Further, “the construction of the Solana Generating Station will create about 1,500 construction jobs and employ 85 skilled full-time workers once completed,” according to an Abengoa press release.

Solana, which will cost $1 billion to construct, depends on the federal solar investment tax credit being extended, which both Abengoa and Arizona Public Service Co. are confident will happen, according to the article.

For individual investors, one way to get involved in solar power investing is through adding solar energy technology to a property they own.
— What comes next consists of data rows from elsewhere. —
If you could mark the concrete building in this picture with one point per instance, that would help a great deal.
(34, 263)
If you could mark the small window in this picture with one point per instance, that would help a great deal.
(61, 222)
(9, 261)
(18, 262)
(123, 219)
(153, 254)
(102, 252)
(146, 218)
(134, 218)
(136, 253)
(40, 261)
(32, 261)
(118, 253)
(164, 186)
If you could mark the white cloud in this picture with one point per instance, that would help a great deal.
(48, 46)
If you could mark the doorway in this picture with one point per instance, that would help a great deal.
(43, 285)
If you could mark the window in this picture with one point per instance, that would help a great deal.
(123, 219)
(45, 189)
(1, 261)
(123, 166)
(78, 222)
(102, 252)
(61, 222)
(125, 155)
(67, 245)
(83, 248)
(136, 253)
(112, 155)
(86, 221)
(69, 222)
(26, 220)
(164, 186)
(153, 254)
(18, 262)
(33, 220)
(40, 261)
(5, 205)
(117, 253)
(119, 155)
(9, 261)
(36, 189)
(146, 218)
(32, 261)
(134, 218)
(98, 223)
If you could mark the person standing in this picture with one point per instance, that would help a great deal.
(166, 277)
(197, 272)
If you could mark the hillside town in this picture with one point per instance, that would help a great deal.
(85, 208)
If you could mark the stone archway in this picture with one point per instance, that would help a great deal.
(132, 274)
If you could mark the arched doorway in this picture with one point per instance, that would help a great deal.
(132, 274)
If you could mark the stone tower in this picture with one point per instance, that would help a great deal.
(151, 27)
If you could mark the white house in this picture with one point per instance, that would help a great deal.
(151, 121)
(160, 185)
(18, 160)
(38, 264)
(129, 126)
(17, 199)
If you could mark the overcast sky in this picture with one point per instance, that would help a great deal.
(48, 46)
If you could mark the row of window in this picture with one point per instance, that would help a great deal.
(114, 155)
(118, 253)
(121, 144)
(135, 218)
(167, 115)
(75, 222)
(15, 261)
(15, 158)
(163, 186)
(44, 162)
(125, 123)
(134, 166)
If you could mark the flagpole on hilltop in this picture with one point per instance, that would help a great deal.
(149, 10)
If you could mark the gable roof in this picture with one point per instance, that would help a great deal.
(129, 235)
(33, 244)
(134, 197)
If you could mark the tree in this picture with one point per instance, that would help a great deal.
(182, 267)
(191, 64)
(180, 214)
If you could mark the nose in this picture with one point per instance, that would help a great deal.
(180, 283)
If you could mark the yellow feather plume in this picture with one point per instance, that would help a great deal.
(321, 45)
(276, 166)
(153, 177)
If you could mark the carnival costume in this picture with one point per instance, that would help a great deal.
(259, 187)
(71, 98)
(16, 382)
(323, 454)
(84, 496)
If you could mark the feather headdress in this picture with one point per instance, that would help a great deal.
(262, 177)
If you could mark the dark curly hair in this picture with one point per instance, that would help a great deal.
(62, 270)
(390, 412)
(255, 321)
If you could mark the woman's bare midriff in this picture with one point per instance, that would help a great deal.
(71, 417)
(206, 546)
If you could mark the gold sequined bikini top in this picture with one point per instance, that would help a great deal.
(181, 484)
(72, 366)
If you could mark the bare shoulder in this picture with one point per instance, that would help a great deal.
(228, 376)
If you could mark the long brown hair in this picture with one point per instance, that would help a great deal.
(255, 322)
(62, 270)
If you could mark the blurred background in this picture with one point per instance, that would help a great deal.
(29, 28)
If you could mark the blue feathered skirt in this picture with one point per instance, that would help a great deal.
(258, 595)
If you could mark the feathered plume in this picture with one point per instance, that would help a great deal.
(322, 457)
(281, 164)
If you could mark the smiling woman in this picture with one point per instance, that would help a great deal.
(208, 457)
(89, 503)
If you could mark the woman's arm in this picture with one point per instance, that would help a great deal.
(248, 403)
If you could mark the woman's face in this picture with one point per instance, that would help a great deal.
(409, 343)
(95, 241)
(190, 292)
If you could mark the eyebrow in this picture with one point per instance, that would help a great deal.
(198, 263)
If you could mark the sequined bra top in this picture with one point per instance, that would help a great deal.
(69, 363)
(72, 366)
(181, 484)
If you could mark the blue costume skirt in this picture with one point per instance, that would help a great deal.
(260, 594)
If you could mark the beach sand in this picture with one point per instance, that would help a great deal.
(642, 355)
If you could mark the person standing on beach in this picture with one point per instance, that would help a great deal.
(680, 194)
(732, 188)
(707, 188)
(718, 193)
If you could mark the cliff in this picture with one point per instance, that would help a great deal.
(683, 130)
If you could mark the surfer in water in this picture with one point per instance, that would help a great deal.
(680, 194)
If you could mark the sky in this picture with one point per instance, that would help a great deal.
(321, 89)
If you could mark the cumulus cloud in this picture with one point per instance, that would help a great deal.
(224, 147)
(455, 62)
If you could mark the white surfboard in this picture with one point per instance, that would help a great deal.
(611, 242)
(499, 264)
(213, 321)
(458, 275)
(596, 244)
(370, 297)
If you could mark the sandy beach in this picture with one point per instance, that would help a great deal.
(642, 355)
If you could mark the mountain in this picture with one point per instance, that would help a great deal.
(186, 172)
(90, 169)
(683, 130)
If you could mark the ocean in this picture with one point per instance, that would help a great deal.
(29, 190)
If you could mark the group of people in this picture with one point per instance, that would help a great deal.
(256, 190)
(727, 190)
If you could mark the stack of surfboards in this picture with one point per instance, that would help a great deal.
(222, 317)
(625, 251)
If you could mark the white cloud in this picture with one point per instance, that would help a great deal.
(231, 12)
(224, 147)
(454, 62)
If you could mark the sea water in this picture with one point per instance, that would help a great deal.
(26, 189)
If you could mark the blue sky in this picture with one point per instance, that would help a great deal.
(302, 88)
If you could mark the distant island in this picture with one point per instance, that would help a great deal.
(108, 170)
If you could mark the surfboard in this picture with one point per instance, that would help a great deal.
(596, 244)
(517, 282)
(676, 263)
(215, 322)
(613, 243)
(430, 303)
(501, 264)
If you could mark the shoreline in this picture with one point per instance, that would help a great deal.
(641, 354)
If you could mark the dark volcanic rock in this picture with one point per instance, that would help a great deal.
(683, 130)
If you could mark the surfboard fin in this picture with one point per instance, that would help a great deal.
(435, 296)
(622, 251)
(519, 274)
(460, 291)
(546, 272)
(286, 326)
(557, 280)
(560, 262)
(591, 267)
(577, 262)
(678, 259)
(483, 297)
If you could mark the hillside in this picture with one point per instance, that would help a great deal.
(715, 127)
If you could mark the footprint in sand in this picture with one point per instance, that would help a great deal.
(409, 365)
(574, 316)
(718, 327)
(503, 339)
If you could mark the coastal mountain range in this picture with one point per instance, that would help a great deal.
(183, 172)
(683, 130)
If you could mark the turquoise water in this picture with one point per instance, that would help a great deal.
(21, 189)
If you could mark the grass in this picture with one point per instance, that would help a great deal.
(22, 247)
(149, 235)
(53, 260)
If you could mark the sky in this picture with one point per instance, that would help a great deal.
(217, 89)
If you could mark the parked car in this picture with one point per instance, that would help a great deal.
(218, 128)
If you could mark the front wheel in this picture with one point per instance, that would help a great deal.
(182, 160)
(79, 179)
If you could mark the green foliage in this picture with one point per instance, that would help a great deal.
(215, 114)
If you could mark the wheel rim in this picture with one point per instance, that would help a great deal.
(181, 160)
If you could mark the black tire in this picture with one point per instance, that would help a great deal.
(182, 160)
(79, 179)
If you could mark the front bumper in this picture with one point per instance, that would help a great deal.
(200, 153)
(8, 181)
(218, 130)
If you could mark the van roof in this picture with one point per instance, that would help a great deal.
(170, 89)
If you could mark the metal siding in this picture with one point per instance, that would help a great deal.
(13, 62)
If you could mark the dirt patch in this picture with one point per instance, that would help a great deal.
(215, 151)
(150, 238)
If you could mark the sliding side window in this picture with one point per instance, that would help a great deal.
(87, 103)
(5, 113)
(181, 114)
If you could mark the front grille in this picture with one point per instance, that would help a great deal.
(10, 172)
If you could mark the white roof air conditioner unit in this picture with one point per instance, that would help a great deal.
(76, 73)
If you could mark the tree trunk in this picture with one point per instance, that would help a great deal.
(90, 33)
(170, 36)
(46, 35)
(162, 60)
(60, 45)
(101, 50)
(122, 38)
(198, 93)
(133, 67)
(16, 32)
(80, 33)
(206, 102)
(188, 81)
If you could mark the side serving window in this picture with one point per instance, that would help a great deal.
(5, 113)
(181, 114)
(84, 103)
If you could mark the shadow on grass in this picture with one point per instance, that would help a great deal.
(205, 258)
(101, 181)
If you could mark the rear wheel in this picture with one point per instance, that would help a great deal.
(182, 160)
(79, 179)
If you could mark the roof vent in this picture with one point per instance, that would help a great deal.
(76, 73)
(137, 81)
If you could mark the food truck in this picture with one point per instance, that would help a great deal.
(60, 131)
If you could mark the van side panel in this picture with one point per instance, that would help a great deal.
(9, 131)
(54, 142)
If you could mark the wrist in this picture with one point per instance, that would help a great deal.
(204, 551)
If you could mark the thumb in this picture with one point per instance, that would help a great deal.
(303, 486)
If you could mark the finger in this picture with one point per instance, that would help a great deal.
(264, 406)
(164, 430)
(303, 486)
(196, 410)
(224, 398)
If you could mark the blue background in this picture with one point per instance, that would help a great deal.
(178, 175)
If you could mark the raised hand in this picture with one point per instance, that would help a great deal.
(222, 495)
A bonus for investors who do this is that they can market their property as “green,” enabling them to increase the price for buyers or tenants of the property. (For more information on this and other aspects of investing in solar power, see our previous article Solar Power: A Bright Idea.)

For investors who are interested in investing money in solar power, but are wary of choosing a particular project, company or technology, “one exchange traded fund—the PowerShares WilderHill Clean Energy Portfolio (PBW), offered by PowerShares Capital Management LLC of Wheaton, Ill.—includes many companies in the solar sector,” according to InvestmentNews.

Abengoa has U.S. projects in Arizona, Texas, Colorado and California and international projects in Algeria and Morocco, in addition to projects in Spain, the company’s home country.